Tue. Nov 12th, 2024
snow covered lion statue
Snow covered lion in Greenwich CT 2013

Outside is a winter wonderland. Snow blankets the ground and frosts the trees in virginal white. The sun casts a cheerful glow over the one of the last gifts of winter. The fog and snow of the morning has ended allowing the snowplows to catch up, making the commute home quite the reversal from that of last evening, and the commute in this morning. A deer forages along the woods across the gorge, sleek and fat, her ears perked to assess any danger.

Two days ago it was 50 degrees, and is expected to be so again tomorrow. Winter breathes her last icy blows as Spring creeps in behind her. This seesaw helps all of us to adjust to the changes even though we rail against it. 

The slow freeze and thaw allows, most often, for ice and snow to melt gradually into our creeks and rivers and to be taken up by the ground as it thaws. The easing into warm weather extends our tasks so that we may become accustomed to our new range of work after our winter idleness.

That may not be so obvious to most of us anymore.

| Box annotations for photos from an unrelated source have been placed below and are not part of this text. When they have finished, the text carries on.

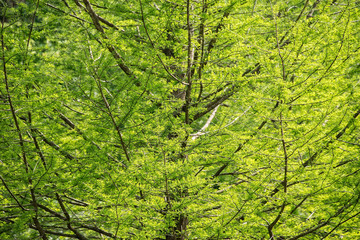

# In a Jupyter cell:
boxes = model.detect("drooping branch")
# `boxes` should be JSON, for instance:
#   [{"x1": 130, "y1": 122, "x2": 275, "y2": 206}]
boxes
[{"x1": 83, "y1": 0, "x2": 141, "y2": 86}]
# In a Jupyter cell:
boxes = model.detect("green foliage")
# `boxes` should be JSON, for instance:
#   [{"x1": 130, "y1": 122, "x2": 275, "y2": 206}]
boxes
[{"x1": 0, "y1": 0, "x2": 360, "y2": 239}]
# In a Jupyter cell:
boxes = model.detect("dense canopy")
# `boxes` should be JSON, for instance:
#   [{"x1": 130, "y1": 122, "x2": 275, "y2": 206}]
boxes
[{"x1": 0, "y1": 0, "x2": 360, "y2": 240}]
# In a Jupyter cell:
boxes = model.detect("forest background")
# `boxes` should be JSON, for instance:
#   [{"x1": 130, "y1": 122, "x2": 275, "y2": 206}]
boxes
[{"x1": 0, "y1": 0, "x2": 360, "y2": 240}]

What if Spring came like the turning of a switch? Within a week we would be knee deep in lawns and weeds and our planting tasks would overwhelm us. In CNY think of May without the warm-up of April. Mud season I think would be worse too. If all of the frost heaved at once, I think we would see the destruction of even paved roads not to mention sinking in our own lawns.

March often brings us our worst storms. Thick and heavy snow that is just warm enough to be incredibly greasy. The heavy blankets cause limbs to break off, and the cold can be especially destructive if trees have been coaxed to bud out too early. Ice storms create an atmosphere of a fairy tale wonderland, but can be especially destructive.

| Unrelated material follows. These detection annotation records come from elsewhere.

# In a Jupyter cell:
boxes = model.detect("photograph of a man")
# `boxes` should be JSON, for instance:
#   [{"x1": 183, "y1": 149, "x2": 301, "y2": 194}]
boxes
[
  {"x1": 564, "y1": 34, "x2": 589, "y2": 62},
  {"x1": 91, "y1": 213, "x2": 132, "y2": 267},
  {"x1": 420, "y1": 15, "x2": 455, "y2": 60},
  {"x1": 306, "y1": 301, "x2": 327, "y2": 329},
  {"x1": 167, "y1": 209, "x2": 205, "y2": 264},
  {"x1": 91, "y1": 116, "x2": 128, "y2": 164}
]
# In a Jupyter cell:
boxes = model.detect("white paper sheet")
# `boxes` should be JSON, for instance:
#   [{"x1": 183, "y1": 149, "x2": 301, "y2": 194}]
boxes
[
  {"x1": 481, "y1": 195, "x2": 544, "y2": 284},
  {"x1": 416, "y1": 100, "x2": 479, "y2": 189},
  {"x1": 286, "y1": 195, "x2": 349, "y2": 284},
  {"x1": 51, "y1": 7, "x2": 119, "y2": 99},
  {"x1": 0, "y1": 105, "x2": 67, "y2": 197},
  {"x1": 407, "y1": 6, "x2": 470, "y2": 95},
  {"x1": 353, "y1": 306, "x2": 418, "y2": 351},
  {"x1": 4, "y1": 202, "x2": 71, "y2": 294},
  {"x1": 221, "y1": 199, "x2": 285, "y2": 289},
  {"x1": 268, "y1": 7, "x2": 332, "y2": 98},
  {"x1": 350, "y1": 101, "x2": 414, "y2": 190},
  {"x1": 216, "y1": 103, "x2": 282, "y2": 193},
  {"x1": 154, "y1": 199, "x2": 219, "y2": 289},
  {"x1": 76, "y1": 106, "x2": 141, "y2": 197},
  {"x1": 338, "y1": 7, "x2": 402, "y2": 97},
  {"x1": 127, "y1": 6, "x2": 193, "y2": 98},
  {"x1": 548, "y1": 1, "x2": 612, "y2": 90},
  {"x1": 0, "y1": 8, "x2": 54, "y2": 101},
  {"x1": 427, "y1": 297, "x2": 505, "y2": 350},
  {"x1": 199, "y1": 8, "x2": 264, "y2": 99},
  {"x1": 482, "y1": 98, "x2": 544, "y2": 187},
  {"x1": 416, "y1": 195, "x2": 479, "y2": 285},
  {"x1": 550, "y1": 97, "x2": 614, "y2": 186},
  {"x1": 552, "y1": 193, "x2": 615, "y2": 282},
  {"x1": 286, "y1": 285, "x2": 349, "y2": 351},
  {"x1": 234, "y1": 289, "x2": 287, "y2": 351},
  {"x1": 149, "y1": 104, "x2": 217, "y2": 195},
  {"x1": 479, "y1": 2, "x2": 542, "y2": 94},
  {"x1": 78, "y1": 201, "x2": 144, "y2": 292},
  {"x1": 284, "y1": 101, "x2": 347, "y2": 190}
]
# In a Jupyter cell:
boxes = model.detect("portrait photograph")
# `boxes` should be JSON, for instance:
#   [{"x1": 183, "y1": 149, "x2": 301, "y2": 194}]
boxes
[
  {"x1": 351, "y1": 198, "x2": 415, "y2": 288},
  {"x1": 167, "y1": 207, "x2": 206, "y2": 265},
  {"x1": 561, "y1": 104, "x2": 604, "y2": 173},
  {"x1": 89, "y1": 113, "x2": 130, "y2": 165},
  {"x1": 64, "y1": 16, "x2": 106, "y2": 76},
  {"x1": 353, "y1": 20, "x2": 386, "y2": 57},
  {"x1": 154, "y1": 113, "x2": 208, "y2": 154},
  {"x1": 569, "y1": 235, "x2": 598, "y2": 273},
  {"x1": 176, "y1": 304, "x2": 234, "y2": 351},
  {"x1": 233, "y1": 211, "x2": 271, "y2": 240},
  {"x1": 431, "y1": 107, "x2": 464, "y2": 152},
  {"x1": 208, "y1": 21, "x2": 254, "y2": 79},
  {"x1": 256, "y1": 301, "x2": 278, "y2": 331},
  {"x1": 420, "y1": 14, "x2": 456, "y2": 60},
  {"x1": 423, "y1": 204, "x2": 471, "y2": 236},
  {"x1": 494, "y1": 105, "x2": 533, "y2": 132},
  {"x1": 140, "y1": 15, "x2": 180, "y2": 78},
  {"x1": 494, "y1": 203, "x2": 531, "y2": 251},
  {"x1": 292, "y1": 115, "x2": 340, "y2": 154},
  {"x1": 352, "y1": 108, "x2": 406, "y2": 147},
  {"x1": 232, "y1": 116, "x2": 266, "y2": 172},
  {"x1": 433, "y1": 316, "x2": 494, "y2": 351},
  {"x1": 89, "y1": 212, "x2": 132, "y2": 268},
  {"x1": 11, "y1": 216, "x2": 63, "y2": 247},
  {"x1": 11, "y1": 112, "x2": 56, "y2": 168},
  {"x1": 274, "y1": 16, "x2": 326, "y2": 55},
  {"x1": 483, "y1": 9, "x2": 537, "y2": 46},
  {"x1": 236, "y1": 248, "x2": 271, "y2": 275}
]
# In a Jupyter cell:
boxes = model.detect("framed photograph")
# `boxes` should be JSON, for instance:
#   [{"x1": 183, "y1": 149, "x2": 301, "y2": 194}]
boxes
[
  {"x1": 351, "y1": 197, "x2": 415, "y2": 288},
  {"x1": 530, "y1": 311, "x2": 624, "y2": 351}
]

I was born the end of March in 1953. According to a weather archive for NYC, my birthday was a cold trough between two spikes of around 60 degrees. It appears it was probably raining. This report is for NYC and the weather could have been very different 20 miles NW and further inland.

I am enjoying the view from my post at the window. Catching up on the news, from the situation in the Ukraine which I have no hope of understanding anytime soon, to the ongoing political lunacies over gays, religion, guns and poverty is a lesson in futility that makes me, like the groundhog in February, just want to climb back into my burrow and forget the world.

Looking out at this promise of fertile soil, adequate water and an opportunity to meld my life with its life is what gives me hope.